Orlando Johnson, who’s fresh off his rookie campaign, talked with Hill ahead of the game and requested his help.
“I asked George Hill to sit next to me just so he could talk the game out to me,” Johnson said following the Pacers’ 92-85 loss to the Dallas Mavericks. “Things he sees that I don’t see right now. I think that helps me on the court, getting a chance to see what a point guard, a vet such as George, to give me his outlook on the game.”
Johnson respects what the veterans bring to this team, particularly their work ethic and knowledge gained through experiences. Just 24-years-old, each day is class for Johnson and he’s just trying to soak it all in.
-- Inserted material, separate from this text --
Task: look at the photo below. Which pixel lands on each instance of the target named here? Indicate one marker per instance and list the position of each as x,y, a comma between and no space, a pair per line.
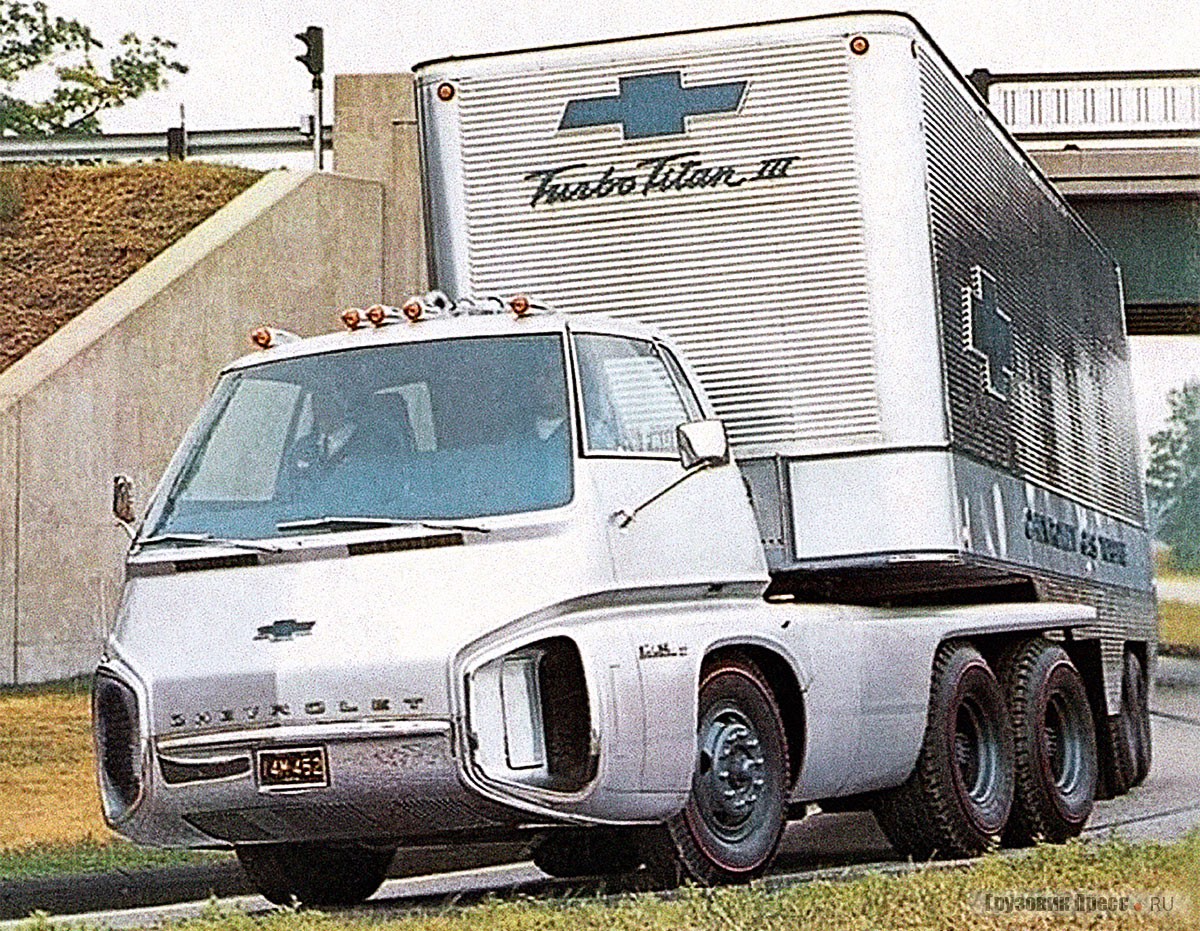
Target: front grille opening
567,715
115,714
Hill was especially receptive to Johnson, as he should be, because Tony Parker helped him during his three seasons in San Antonio.
“I just tried to tell him stuff that I’ve learned, about playing and being through different situations,” said Hill, who’s three lockers down from Johnson. “The first thing I was saying was to change their facial expressions out there. For a second, we were looking like we already got defeated. The game was still going on so I was telling him when his group gets in there to just change the face. It’s still a long game. Anything is possible if you get consecutive stops in a row.”
Hill, along with a positive message from his teammates and coach Vogel, contributed to the Pacers near come-from-behind win. Johnson, who scored 10 of his 14 points in the final period, helped get the Pacers to within three of the Mavericks. The visitors, however, were able to hold them off.
“We started bringing life back to the team with everybody’s expressions. You miss a shot, it’s alright. Get back on defense and get to the next play. We have to continue to keep fighting. The game’s 48 minutes long so we have to just will ourselves. There’s going to be ups and downs but just staying even-keeled, and it helps when you have vets on the bench constantly talking to you.”